Michael is a young kid around the age of 10 or 11 who visits our recreation center consistently. One day Michael came in angry at his older brother A.J., who also visits the rec center on a consistent basis. When it was time for summer rec to begin, Michael chose to stay out-side and pout. This gave me an opportunity to be of service, so I asked Michael what was wrong, because I noticed he was isolating himself. He pointed out that his older brother A.J. had taken the bicycle he wanted to ride to summer rec. He was really mad at A.J. and nothing that I could have said at that time could have made any difference, so I asked if he would help me set up for rec and he agreed. Before I could get the water jug out into the gym Michael, had forgotten all about his
anger towards his brother and proceeded to join in with the rest of the kids’ that were there for rec. I was amazed at how quickly diverting one’s attention in another direction could easily change the perspective of a situation. I was also amazed at how quickly I was left hanging with the set-up and no Michael! But, I’m glad to see him back into the swing of things.
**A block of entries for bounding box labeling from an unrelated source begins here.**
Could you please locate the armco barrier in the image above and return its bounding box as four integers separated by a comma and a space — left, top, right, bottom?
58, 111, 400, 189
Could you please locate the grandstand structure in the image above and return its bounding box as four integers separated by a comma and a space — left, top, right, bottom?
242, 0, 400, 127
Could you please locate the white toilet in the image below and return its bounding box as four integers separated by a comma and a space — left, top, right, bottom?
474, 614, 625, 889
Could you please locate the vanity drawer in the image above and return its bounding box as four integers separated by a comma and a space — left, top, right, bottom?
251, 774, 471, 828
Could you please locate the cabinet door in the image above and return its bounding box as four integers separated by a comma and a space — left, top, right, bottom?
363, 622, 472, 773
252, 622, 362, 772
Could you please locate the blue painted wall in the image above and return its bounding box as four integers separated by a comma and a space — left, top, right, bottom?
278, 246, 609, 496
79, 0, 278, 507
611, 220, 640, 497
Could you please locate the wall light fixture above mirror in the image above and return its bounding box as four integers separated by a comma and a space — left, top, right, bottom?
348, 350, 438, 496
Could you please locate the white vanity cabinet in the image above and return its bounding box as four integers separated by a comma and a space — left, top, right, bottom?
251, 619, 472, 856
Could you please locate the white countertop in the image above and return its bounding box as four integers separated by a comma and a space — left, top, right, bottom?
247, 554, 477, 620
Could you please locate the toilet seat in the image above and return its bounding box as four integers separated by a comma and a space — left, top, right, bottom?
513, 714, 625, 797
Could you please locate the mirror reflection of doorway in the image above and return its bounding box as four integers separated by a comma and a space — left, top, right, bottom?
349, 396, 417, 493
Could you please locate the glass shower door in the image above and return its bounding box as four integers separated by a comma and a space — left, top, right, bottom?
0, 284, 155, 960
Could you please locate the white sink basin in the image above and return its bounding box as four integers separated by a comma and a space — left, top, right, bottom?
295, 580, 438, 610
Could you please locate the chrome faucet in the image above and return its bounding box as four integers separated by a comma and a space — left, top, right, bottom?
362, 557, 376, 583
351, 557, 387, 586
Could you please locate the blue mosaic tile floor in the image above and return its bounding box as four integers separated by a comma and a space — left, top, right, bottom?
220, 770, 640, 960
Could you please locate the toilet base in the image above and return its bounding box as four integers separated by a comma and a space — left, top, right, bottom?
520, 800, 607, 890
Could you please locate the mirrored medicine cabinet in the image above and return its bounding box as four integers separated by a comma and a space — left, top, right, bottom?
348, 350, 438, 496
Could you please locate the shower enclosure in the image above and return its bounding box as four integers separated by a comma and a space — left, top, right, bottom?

I don’t think that there is much of a difference between the concept of out-reach with adults and out-reach with kids, they both require patience and perseverance. I think that it’s a matter of who and what the person is most suited for. They both have their advantages and disadvantages.
I can remember having a community rec center to enjoy growing-up. Looking back, that is where I learned a lot of my social activities. I can remember being the no.2 person on the tennis team. I also played a lot of recreation basketball and football. I can’t remember a better period in my life outside of participating in the many events associated with the community rec center.
A couple interactions I had with the summer rec youth include: playing basketball with them and talking to them on different levels as a coach and also as a role model. One thing I learned about outreach with the kids and the adults is that speaking with them can be a task because they seem to have different state of mind as far as what they want to participate or be involved in. Well specifically, I talked to all of the kids and got to learn a lot about all of them, but the one that really stood out to me was with A.J. I was joking around with them and I told them to bring their report cards and he was the only one to bring his which let me know that he’s not only good in basketball but also he makes good grades and very intelligent. He told me that when he grows up he wants to be in the army. When I think about when I was their age I definitely have to say I was very similar to most of the kids at the rec. I loved playing basketball and wanting to make everyone laugh. The difference was that I was more attentive and listened more to the grow ups around me. However, our students are improving everyday they come so that’s good.
I interacted with all the youth come to summer rec. James is my special project because we are somewhat alike. When I was his age I felt like I was an outsider. Especially when it came to sports, I was the one that people didn’t want to pick because I was too small. James is also small for his age. That’s why people our size have to be good and play extra hard to get noticed. Once people see the talent in you then that’s when things will become better. I learned that outreach with young people can be challenging, but in a good way. The adults are easier to connect with.